David Foster Wallace (1962 - 2008)

  • Twenty years after my own graduation, I have come gradually to understand that the liberal arts cliché about "teaching you how to think" is actually shorthand for a much deeper, more serious idea: Learning how to think really means learning how to exercise some control over how and what you think. It means being conscious and aware enough to choose what you pay attention to and to choose how you construct meaning from experience. Because if you cannot exercise this kind of choice in adult life, you will be totally hosed.

Chuck Palahniuk (1962 - )

  • You are not your job, you're not how much money you have in the bank. You are not the car you drive. You're not the contents of your wallet. You are not your fucking khakis. You are all singing, all dancing crap of the world. (from Fight Club)

Michael Jordan (1963 - )

  • I can accept failure. Everybody fails sometimes. But I can’t accept not trying.

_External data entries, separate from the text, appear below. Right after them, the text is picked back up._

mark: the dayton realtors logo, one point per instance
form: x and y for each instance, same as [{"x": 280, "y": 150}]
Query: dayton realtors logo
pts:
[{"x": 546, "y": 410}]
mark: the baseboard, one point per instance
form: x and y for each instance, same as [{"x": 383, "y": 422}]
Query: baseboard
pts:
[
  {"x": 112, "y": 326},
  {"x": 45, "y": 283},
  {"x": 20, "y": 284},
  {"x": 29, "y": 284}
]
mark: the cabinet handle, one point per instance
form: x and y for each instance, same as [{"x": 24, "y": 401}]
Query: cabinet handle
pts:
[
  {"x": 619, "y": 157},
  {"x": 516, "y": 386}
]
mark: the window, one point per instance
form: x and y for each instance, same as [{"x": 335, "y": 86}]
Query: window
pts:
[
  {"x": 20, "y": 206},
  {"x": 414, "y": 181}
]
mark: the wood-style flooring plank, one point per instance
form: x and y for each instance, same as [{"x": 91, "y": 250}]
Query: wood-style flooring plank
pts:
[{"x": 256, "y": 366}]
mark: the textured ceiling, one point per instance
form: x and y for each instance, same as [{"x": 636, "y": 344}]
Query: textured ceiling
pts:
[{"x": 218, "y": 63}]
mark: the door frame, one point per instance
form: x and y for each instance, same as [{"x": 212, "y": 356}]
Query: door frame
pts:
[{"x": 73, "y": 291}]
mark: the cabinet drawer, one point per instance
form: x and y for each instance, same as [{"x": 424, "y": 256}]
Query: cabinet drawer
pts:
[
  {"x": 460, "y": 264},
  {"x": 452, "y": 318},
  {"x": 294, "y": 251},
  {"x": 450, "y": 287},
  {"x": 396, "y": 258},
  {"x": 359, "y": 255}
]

  • I’ve missed more than 9,000 shots in my career. I’ve lost more than 300 games. Twenty-six times I’ve been trusted to take the game-winning shot – and missed. I’ve failed over and over and over again in my life ... And that is why I succeed.

Joanne K. Rowling (1965 - )

  • Failure gave me an inner security that I had never attained by passing examinations. Failure taught me things about myself that I could have learned no other way.


  • There are 10 types of people in the world, those who understand binary and those who don't.

  • Be who you are and say what you feel because those who mind don’t matter and those who matter don’t mind.

  • Nihil sine magno labore vita mortalibus dat. (Life gives nothing to mortals without hard work.)

  • Ego quoque nescio quid viderim. (I, too, do not know what it means.)

  • Más sabe El Diablo por viejo que por Diablo. (The Devil is not wise because he’s the Devil. The Devil is wise because he’s old.)